Last year, Duterte set up a national Covid-19 task force under the health secretary, but staffed it with several ex-generals instead of medical experts. He has also taken to appointing “tsars”, usually military officers, to lead parts of the pandemic response.

This week, the government suddenly announced it would reopen cinemas and video arcades to help the country’s economic recovery. Faced with resistance from surprised mayors, who were not consulted about the move, Duterte’s administration doubled down and insisted the reopening would take place on March 1.

But economic analyst turned congressman Joey Salceda cautioned against lifting restrictions too early.

“The most important Covid-19 intervention now is vaccination, especially of our health care workers. This must now be the highest national priority,” he said. “Even if other places of business are reopened, if we are unable to vaccinate our health care workers, we will just have to reimpose restrictions once our facilities get overwhelmed and our frontliners start getting sick again.”

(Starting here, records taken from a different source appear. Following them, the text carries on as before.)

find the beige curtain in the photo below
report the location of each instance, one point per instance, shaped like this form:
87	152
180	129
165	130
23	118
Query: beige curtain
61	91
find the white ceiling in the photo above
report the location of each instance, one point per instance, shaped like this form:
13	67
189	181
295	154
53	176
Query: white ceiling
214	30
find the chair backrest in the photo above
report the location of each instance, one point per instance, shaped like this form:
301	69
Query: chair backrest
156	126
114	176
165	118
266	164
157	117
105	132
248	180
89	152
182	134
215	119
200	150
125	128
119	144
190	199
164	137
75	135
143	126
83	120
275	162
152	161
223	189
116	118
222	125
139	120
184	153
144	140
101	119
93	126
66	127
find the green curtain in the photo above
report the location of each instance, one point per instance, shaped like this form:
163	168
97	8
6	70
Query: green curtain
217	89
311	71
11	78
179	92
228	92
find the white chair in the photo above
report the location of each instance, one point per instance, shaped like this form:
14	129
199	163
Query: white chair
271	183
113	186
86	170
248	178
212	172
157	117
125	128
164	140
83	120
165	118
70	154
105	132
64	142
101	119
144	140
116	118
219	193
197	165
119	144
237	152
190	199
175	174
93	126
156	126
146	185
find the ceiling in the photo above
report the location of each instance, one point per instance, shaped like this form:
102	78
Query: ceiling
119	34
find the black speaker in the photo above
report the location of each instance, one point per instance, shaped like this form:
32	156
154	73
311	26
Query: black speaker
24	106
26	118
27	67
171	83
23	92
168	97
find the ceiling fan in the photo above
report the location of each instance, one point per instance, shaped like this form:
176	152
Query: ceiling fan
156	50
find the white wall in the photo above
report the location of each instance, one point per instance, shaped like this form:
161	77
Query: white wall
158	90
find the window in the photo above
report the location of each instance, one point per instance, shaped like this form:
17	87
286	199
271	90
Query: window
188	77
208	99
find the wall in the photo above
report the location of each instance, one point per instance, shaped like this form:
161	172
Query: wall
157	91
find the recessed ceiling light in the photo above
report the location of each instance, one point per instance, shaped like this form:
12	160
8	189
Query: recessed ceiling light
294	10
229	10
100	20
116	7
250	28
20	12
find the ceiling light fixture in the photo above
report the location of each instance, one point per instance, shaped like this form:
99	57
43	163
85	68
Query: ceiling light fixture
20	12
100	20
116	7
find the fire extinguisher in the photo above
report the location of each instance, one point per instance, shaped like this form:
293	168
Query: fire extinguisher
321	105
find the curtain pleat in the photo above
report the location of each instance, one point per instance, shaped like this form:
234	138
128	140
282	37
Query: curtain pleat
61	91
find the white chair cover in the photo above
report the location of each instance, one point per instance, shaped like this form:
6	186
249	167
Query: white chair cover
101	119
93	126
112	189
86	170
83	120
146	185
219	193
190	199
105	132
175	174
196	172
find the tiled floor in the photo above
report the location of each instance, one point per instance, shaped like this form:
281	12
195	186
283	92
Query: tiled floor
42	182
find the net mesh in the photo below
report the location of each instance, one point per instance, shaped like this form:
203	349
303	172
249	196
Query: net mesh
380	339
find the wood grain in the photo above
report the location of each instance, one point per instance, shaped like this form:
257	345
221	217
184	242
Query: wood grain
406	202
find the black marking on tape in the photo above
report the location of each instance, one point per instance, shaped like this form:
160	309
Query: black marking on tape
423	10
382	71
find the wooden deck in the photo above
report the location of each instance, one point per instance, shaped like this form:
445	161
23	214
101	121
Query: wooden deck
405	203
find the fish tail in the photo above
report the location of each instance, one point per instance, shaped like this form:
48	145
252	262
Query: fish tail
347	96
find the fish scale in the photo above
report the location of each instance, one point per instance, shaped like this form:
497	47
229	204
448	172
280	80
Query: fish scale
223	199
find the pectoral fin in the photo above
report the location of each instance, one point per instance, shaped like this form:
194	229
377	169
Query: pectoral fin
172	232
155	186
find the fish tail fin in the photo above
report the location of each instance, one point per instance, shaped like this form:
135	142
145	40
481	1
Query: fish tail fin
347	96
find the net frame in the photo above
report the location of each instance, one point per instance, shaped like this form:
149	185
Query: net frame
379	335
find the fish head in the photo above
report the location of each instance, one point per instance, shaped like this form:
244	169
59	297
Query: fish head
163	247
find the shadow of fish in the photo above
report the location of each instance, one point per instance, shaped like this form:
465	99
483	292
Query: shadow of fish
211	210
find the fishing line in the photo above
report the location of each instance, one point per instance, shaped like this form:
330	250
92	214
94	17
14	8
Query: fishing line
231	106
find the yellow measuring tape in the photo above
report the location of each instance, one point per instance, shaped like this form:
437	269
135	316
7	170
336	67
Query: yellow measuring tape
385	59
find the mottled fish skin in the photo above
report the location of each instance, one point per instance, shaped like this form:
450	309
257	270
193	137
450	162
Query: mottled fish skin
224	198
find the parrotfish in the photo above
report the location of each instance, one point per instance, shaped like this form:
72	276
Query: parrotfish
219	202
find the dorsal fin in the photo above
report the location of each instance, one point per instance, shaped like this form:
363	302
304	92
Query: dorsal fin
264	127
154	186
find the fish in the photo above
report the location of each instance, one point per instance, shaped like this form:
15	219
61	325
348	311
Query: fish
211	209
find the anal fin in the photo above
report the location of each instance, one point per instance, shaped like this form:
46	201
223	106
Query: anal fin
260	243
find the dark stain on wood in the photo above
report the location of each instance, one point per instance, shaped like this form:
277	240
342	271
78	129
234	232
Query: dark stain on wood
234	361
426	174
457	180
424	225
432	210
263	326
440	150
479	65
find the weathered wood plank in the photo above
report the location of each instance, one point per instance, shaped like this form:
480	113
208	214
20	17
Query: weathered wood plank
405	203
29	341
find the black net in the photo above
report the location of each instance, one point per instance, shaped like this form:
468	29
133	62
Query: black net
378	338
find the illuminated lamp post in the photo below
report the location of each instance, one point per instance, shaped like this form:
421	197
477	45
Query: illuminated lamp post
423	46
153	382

They say they have done the best that they can and I cannot question that … all we have to do is look at the results if you compare them with other countries
Dr Esperanza Cabral, former Philippine health secretary

When asked to assess the government’s handling of the pandemic so far, former health secretary Dr Esperanza Cabral told This Week in Asia it “could have stood a lot of improvement”.

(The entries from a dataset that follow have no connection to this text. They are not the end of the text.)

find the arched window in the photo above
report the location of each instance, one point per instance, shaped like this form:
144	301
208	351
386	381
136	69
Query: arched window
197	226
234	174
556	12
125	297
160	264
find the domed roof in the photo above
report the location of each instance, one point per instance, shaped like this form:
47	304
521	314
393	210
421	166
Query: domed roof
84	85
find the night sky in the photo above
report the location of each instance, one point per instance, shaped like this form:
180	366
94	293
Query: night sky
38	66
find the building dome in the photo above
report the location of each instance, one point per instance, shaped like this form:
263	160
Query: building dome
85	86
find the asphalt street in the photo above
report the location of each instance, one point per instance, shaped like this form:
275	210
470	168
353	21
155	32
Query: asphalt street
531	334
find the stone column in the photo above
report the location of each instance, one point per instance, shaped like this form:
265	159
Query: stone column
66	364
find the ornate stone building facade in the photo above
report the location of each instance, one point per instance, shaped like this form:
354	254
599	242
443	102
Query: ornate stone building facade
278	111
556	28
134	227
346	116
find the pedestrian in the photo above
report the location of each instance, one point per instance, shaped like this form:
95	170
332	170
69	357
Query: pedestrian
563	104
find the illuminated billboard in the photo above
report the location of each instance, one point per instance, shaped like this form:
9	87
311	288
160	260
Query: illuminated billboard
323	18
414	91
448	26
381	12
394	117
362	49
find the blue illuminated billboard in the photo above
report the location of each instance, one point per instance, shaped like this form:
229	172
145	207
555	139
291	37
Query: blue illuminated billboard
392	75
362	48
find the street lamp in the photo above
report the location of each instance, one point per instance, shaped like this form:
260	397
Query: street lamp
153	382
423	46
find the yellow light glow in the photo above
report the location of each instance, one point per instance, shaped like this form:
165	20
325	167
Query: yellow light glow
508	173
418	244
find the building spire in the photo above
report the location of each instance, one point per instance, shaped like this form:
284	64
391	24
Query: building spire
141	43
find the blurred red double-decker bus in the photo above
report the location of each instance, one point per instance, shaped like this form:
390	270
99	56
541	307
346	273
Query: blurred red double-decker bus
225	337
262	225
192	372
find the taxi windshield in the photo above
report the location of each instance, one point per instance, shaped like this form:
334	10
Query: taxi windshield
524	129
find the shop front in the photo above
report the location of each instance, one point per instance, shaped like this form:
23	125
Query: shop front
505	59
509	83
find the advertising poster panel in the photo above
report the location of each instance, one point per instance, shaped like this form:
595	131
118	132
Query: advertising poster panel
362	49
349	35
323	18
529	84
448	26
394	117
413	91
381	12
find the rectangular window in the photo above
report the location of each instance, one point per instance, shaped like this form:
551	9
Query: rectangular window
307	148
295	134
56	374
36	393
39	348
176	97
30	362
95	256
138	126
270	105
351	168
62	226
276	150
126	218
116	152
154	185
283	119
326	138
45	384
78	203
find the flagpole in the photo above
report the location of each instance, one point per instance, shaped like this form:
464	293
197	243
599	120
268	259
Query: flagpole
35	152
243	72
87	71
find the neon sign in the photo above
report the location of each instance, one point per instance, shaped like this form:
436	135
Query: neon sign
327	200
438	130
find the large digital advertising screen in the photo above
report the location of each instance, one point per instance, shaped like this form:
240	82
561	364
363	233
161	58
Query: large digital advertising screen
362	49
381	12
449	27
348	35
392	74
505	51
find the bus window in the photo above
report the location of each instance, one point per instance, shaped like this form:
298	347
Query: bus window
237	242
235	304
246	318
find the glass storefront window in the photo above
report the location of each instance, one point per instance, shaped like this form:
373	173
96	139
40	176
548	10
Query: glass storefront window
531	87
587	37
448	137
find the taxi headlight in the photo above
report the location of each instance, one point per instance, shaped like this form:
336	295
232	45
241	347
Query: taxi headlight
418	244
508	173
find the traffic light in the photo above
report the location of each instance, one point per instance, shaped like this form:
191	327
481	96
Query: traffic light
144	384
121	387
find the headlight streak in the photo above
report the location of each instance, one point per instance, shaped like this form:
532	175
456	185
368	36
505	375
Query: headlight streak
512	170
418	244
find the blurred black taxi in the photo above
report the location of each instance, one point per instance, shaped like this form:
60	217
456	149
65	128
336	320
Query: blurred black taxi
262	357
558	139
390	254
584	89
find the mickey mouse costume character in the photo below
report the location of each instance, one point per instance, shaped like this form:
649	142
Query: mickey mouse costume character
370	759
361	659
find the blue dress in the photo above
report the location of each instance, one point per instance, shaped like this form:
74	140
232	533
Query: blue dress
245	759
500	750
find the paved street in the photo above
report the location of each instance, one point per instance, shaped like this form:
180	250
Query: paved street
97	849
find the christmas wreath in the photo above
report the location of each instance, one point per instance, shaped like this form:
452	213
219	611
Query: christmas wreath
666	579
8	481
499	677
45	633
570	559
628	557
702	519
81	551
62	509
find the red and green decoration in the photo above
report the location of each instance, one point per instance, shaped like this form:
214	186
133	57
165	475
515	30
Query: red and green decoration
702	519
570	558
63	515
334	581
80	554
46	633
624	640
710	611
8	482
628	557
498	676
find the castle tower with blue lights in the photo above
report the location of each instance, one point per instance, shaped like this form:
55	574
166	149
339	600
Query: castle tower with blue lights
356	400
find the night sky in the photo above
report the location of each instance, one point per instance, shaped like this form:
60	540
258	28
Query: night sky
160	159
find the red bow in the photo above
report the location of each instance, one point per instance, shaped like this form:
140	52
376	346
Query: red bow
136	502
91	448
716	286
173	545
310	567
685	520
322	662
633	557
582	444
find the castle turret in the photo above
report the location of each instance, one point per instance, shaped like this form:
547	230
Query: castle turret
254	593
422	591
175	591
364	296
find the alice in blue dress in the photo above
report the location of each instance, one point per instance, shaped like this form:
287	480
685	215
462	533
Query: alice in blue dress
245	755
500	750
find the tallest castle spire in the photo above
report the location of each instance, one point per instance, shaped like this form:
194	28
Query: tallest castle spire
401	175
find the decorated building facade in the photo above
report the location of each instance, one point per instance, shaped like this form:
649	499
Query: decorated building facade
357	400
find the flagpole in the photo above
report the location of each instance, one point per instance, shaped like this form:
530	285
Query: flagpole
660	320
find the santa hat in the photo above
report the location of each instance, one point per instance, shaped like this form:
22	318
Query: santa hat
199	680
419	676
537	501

“While I appreciate that they tried to do their best, I don’t think they came up with the implementation,” she said. “They say they have done the best that they can and I cannot question that … all we have to do is look at the results if you compare them with other countries.”

The Philippines ranked 79th out of 98 countries in a “Covid Performance Index” released by Australia’s Lowy Institute last month, scoring just 30.9 out of a possible 100 points based on the number of cases, deaths and tests.

A survey conducted by the Asean Studies Centre at the ISEAS-Yusof Ishak Institute in Singapore, meanwhile, found that of all Southeast Asian respondents, Filipinos were the most disapproving of their government’s pandemic response, with 53.7 per cent of those asked giving it a thumbs-down.

Philippines Covid-19 enforcement: brutal for the poor, but for the rich?

The poll further revealed that only 5.9 per cent of Filipino respondents felt their politicians and public servants observed public health measures – a reflection of the unequal way in which Duterte’s government has enforced quarantine rules, with the rich and well-connected let off the hook for violations as ordinary citizens are humiliated and publicly punished.

Not one of the survey’s other Southeast Asian respondents named the Philippines as providing a good example of leadership amid the pandemic.

Duterte himself has hardly been an inspiring leader. Last year, in weekly briefings on the coronavirus, he lashed out at critics – including Leachon – and advised Filipinos to soak their face masks in diesel oil or petrol, as well as promising that a vaccine would arrive by December.

Now, as Leachon warns, the Philippines faces “the largest and most complex” inoculation programme in its history. “We will have to vaccinate at least 75 million people,” he said. “The silver lining is, we have safe and efficacious vaccines coming our way.”

A pharmacist readies a syringe during a Covid-19 vaccination practice drill at a hospital in Metro Manila on Thursday. Photo: EPA
But difficulties are already showing. The promised arrival of thousands of vaccine doses from China has been delayed, and the government still has to mount a programme to persuade Filipinos to take the shots. A recent study by the department of local government showed that in Metro Manila, only three out of 10 residents were willing to be vaccinated.

According to Cabral, the government “could have done more in communicating to the people why we are doing the things we are doing, and what we should be doing for ourselves”.

“I’m sure it could have been more efficient,” the former health secretary said of Manila’s pandemic response. “I do not believe this is [the extent to which] we can do things.”